Emmys Beauty: The Eyebrows That Give Us Arch Envy

AP Images/Invision
From left: Sara Bareilles, Uzo Aduba

For Sara Bareilles, Gwen Stefani and Allison Williams, structured was the name of the brow game on Monday

Sarah Silverman, Sara Bareilles, Taylor Schilling and several other Emmy nominees and attendees seem to be in on one of beauty's biggest secrets: that fuller brows equal a younger visage.

"The thing is, brows bring a lot of fullness and youth to the face.
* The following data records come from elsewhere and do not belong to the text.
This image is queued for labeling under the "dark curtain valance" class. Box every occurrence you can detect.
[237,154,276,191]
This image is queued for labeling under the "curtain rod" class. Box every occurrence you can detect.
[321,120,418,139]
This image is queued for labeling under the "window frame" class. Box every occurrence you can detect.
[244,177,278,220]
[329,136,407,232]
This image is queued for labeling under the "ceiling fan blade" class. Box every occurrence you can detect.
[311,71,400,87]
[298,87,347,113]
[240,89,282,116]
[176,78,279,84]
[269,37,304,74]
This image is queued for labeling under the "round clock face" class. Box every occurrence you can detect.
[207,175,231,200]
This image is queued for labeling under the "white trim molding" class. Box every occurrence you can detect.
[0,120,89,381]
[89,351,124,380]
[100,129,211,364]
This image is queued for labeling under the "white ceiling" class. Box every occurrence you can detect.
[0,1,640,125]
They're fresh and modern — more flattering than a thin, scrawny brow," says celebrity makeup artist Fiona Stiles, who was responsible for emphasizing both Silverman's and Bareilles' arches for the big night.

Stiles filled in winner Silverman's "great brows" using Dior's Diorshow Brow Styler pencil, which she says is a universal brown shade and blends seamlessly. On the singer, she opted for Kevyn Aucoin The Precision Brow Pencil in a hue just lighter than her hair color to avoid a heavy feel. "Both women are fair with dark hair and eyes and delicate skin and features, even though they have strong faces. Their brows give a beautiful structure to their whole face. It's quite striking," notes Stiles.

Other darker-haired beauties whose arches featured prominently were Allison Williams, Kerry Washington and Uzo Aduba. On the other end of the spectrum, blondes, including Schilling, Gwen Stefani and Lena Dunham, rocked strong, dark and structured brows to great effect. "When you have bleached blonde hair and your brows are dark, it's definitely not an accident," says Stiles. "It's a real '80s punk rock look. I think it's super cool-looking."

The key to getting a structured brow right, says Stiles, is making sure the hairs are not unruly.

"You don't want a wild, feral brow. Always use a gel to lock them in place," she says. "And I always use a little foundation or concealer under the brow to even out the skin tone and pick up light — not a highlighter, because it looks old-fashioned and frosty."